JSR-000XXX Revise the Specification of the JavaTM Threads

Identification | Request | Contributions

Section 1: Identification

Submitting Participant: Univ. of Maryland
Name of Contact Person: William Pugh
E-Mail Address: pugh@cs.umd.edu
Telephone Number: 301-405-2705
Fax Number: 301-405-2744

Section 2: Request

2.1 - Please describe the proposed Specification:

A specification that describes the semantics of threads, locks, volatile variables and data races. This specification will be a replacement for Chapter 17 of the Java Language Specification (and Chapter 8 of the Java Virtual Machine Specification).
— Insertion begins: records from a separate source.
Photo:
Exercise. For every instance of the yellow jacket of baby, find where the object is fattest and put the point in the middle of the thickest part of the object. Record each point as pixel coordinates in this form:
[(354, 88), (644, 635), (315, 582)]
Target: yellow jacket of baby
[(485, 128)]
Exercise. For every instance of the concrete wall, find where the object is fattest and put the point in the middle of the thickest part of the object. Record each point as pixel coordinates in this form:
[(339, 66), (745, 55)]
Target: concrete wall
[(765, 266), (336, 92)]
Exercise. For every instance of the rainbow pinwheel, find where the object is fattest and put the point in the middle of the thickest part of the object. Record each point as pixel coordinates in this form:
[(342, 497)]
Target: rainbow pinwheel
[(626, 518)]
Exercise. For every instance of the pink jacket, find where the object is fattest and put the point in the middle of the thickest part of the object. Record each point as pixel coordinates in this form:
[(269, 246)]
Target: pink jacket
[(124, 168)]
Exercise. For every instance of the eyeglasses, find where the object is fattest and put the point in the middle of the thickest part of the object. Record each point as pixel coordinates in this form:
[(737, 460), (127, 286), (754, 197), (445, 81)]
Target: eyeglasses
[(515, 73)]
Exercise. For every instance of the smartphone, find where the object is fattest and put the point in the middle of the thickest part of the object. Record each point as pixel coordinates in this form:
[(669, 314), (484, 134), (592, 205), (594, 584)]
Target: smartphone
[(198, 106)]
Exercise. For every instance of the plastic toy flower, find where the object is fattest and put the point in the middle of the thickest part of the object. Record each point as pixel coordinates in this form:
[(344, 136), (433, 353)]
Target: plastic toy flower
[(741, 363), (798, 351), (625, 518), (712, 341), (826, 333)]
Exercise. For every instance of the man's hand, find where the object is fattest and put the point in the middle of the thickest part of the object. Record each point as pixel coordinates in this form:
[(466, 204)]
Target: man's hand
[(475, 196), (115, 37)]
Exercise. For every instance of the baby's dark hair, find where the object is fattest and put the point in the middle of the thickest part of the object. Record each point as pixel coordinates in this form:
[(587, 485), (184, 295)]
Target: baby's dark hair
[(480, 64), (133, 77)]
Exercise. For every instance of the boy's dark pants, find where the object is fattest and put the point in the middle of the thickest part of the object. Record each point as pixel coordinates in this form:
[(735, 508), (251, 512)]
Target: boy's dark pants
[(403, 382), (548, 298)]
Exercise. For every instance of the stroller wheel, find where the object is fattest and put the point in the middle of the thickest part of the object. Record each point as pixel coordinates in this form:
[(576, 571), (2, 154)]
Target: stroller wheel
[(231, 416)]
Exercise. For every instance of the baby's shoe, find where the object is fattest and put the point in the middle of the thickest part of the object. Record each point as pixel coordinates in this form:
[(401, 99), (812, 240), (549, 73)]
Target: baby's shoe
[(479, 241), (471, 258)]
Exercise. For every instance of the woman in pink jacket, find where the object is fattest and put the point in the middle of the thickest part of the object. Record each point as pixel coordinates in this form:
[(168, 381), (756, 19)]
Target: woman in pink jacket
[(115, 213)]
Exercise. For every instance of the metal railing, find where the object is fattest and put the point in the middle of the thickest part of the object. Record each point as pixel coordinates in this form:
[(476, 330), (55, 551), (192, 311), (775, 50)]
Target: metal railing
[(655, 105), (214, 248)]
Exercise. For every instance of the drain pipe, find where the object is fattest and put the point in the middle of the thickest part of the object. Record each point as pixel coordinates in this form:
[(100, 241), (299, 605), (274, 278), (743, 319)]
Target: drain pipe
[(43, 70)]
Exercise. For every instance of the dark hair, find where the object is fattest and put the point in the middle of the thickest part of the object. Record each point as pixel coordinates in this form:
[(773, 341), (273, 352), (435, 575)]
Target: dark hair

2.2 - What is the target Java platform? (i.e., desktop, server, personal, embedded, card, etc.)

All platforms

2.3 - What need of the Java community will be addressed by the proposed specification?

Programmers need to be able to understand which thread communication idioms are legal and to write reliable multithreaded software; JVM implementors need to be able to implement a high-performance JVM without violating the Java specification.

2.4 - Why isn't this need met by existing specifications?

Chapter 17 of the Java Language Specification (and Chapter 8 of the Java Virtual Machine Specification) describe the semantics of threads and locks, as well as related features such as volatile variables.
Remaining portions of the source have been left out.